Opened 4 years ago

Closed 3 years ago

Last modified 3 years ago

#17415 closed Bug (fixed)

django.contrib.sites.management.create_default_site populates invalid data in DB

Reported by: niko@… Owned by: nobody
Component: contrib.sites Version: master
Severity: Release blocker Keywords: site admin create db orm
Cc: anssi.kaariainen@… Triage Stage: Accepted
Has patch: yes Needs documentation: no
Needs tests: no Patch needs improvement: no
Easy pickings: no UI/UX: no

Description (last modified by aaugustin)

With a PostgeSQL backend, in trunk revision 1.4 pre-alpha SVN-17189

During syncdb, in the function django.contrib.sites.management.create_default_site,
the default Site 'exemple.com' is created.
But for some reason, the postgres sequence 'django_site_id_seq' is then in an incorrect state.
The last value = 1 (this is ok)
but the flag "Will increment last value before returning next value (is_called)" = No
And this parameter is different in any other table generated by the ORM.

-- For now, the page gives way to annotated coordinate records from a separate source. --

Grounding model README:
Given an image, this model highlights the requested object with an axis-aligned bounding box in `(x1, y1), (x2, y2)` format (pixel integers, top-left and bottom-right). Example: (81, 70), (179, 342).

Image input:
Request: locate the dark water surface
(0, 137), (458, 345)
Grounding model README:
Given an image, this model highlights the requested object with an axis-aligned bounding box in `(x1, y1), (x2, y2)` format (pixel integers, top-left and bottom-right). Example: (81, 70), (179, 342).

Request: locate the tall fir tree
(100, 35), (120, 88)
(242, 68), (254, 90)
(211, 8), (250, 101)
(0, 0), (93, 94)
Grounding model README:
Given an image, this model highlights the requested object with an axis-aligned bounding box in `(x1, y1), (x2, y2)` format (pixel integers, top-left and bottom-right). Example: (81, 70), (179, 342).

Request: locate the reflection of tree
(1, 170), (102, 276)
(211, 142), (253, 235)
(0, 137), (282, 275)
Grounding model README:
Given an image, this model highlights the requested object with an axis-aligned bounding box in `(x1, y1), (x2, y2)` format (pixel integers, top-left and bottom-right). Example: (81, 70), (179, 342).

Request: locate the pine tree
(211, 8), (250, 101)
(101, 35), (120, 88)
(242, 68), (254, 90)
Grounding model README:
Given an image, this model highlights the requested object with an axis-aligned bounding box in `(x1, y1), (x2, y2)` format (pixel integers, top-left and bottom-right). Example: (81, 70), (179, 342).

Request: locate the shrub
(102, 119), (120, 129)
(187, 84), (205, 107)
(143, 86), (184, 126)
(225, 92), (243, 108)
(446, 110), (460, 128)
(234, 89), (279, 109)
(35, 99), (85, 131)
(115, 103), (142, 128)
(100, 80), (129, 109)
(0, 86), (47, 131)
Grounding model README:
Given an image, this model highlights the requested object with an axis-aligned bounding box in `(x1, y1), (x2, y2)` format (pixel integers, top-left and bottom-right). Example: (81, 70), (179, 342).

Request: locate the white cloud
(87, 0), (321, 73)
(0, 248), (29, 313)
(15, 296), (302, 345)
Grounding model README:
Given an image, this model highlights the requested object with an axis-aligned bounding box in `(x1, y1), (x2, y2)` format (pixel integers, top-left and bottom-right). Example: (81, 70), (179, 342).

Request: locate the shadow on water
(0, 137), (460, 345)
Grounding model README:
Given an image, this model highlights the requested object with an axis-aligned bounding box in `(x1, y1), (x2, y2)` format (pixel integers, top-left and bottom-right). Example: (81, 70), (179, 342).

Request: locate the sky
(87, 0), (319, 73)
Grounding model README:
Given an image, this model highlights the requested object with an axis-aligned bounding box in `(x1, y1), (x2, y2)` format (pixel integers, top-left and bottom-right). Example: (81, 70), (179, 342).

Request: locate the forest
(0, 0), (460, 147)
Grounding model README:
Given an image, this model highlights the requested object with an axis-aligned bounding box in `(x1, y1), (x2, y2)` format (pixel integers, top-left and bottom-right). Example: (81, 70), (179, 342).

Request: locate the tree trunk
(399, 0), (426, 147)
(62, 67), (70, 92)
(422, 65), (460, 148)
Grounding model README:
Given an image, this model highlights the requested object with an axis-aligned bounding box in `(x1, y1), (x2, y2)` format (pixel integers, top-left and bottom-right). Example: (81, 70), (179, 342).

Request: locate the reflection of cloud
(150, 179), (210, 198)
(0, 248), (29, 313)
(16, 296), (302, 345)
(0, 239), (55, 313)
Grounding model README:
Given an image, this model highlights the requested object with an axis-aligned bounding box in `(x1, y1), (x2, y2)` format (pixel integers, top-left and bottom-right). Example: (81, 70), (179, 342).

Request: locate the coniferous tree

Name	Start value	Last value	Increment by	Max value	Min value	Cache value	Log count	Can cycle?	Will increment last value before returning next value (is_called)?
django_site_id_seq	1	1	1	9223372036854775807	1	1	1	No	No

What happens then?
If you go to the admin and want to add a second Site, when u save, you get the exception:

Exception Type: 	IntegrityError

duplicate key value violates unique constraint "django_site_pkey"
DETAIL:  Key (id)=(1) already exists.

At this point, the add in the DB failed, but the ORM just changed the flag in the Sequence django_site_id_seq.is_called = Yes

This will allow the next attempt to save this second Site (reload the page and resend the POST data, by exemple) to succeed.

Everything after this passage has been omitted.